In deze zaak gaat het om een beroep dat is ingesteld door A tegen een beslissing van de Raad van Tucht voor Registeraccountants en Accountants-Administratieconsulenten te 's-Gravenhage. De klacht van A betreft de vermeende misleiding door C RA, die als bindend adviseur heeft opgetreden in een geschil tussen A en zijn ex-echtgenote over de afwikkeling van hun vennootschap onder firma. De Raad van Tucht heeft op 20 maart 2006 de klacht van A in alle onderdelen ongegrond verklaard. A heeft vervolgens beroep ingesteld bij het College van Beroep voor het bedrijfsleven (CBB). De procedure begon met een klacht die A op 3 november 2004 indiende tegen C RA, waarbij hij stelde dat C RA tijdens een zitting op 28 oktober 2003 het CBB heeft misleid door te beweren dat een aanbiedingsbrief, die niet met het rapport van 11 januari 2000 was meegestuurd, wel was verzonden en bekend aan A. Het College heeft de zaak op 11 maart 2007 behandeld, waarbij A en zijn gemachtigde aanwezig waren, terwijl C RA niet verscheen. Het College heeft de bestreden tuchtbeslissing van de Raad van Tucht beoordeeld en geconcludeerd dat de Raad van Tucht de klacht van A terecht ongegrond heeft verklaard. Het College heeft vastgesteld dat er geen bewijs is dat C RA opzettelijk de aanbiedingsbrief niet heeft verzonden en dat de klacht van A niet wezenlijk verschilt van eerdere klachten die al door de Raad van Tucht zijn beoordeeld. Het College heeft het beroep van A in zoverre verworpen, maar heeft wel geoordeeld dat de Raad van Tucht niet volledig op klachtonderdeel A heeft beslist. Het College heeft de bestreden tuchtbeslissing vernietigd voor zover het betreft het onbeslist gebleven gedeelte van klachtonderdeel A en heeft dit gedeelte alsnog ongegrond verklaard. De uitspraak van het College is gedaan op 24 april 2007.

Uitspraak

College van Beroep voor het bedrijfsleven
AWB 06/349 24 april 2007
20020 Wet op de Registeraccountants
Raad van tucht Den Haag
Uitspraak in de zaak van:
A, te B, appellant van een beslissing van de raad van tucht voor registeraccountants en Accountants-Administratieconsulenten te ’s-Gravenhage (hierna: raad van tucht), gewezen op 20 maart 2006, met kenmerk 1117/04.51,
gemachtigde: H, te I.
1. De procedure
Bij brief, verzonden op 21 maart 2006, heeft de raad van tucht appellant afschrift toegezonden van evenvermelde beslissing, gegeven op een klacht, op 3 november 2004 door appellant ingediend tegen C RA, kantoorhoudende te D (hierna: betrokkene).
Bij een op 8 mei 2006 bij het College ingekomen beroepschrift heeft appellant tegen die beslissing beroep ingesteld bij het College.
De raad van tucht heeft bij brief van 19 mei 2006 stukken als bedoeld in het in titel II opgenomen artikel 53 van de Wet op de Registeraccountants (hierna: Wet RA) doen toekomen aan de griffier van het College.
Bij brief van 29 juni 2006 heeft betrokkene gereageerd op het beroepschrift.
Op 11 maart 2007 heeft het onderzoek ter zitting plaatsgehad.
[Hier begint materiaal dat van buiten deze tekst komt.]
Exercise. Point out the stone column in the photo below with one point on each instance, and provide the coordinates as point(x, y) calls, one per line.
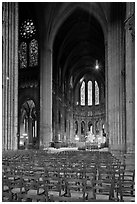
point(10, 75)
point(30, 130)
point(114, 91)
point(46, 98)
point(130, 78)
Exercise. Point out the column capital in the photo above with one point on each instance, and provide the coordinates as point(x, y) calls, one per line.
point(130, 25)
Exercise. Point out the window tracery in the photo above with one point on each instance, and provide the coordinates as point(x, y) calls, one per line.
point(96, 93)
point(23, 55)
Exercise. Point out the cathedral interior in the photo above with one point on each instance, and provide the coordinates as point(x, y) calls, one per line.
point(68, 77)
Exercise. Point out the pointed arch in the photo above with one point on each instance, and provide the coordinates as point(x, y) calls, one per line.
point(82, 94)
point(33, 53)
point(96, 93)
point(89, 93)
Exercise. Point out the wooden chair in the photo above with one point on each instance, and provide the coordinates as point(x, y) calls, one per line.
point(126, 185)
point(103, 185)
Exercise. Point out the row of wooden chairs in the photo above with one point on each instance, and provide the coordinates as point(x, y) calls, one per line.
point(70, 179)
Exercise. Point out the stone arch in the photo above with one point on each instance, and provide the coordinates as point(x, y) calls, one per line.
point(67, 10)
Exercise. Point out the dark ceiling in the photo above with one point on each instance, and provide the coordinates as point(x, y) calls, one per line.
point(78, 44)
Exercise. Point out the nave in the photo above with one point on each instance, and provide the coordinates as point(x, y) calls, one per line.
point(65, 176)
Aldaar waren aanwezig appellant, bijgestaan door zijn gemachtigde. Betrokkene en zijn gemachtigde zijn, zoals aangekondigd bij brief van de gemachtigde van 2 maart 2007, niet verschenen.
2. De bestreden tuchtbeslissing
Bij de bestreden tuchtbeslissing heeft de raad van tucht de klacht van appellant in alle onderdelen ongegrond verklaard.
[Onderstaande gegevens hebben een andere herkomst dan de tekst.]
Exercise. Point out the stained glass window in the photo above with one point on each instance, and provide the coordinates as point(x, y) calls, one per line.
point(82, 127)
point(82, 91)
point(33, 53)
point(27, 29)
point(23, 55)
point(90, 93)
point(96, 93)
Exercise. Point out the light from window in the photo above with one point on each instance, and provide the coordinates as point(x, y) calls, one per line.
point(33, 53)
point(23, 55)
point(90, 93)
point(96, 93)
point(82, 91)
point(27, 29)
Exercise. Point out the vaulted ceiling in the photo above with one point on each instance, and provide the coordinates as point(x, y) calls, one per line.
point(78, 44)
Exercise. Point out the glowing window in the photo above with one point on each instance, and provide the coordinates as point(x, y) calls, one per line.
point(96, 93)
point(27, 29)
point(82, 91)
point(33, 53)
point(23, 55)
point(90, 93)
Ter zake van de formulering van de klacht door de raad van tucht, de beoordeling daarvan en de daarbij in aanmerking genomen feiten en omstandigheden, wordt verwezen naar de inhoud van de bestreden tuchtbeslissing, die in afschrift aan deze uitspraak is gehecht en als hier ingelast wordt beschouwd.
3. De beoordeling van het beroep
3.1 Appellant komt in beroep niet op tegen de ongegrondverklaring van klachtonderdeel B, zodat in beroep alleen klachtonderdeel A aan de orde is.
3.2 Blijkens rubriek 3 ‘Klacht’ van de bestreden tuchtbeslissing betreft klachtonderdeel A het verwijt dat betrokkene tijdens de zitting van 28 oktober 2003 het College heeft misleid door een niet met het rapport van 11 januari 2000 meegestuurde aanbiedingsbrief voor waar (dan wel verzonden) en bekend aan appellant te houden, waarmee betrokkene in strijd heeft gehandeld met artikel 5 GBR 1994. Appellant betoogt dat de raad van tucht klachtonderdeel A ten onrechte ongegrond heeft verklaard. Voorts betoogt appellant dat de raad van tucht ten onrechte niet wilde oordelen over de inhoud van de aanbiedingsbrief. Dit betoog begrijpt het College aldus dat de raad van tucht niet volledig op klachtonderdeel A heeft beslist.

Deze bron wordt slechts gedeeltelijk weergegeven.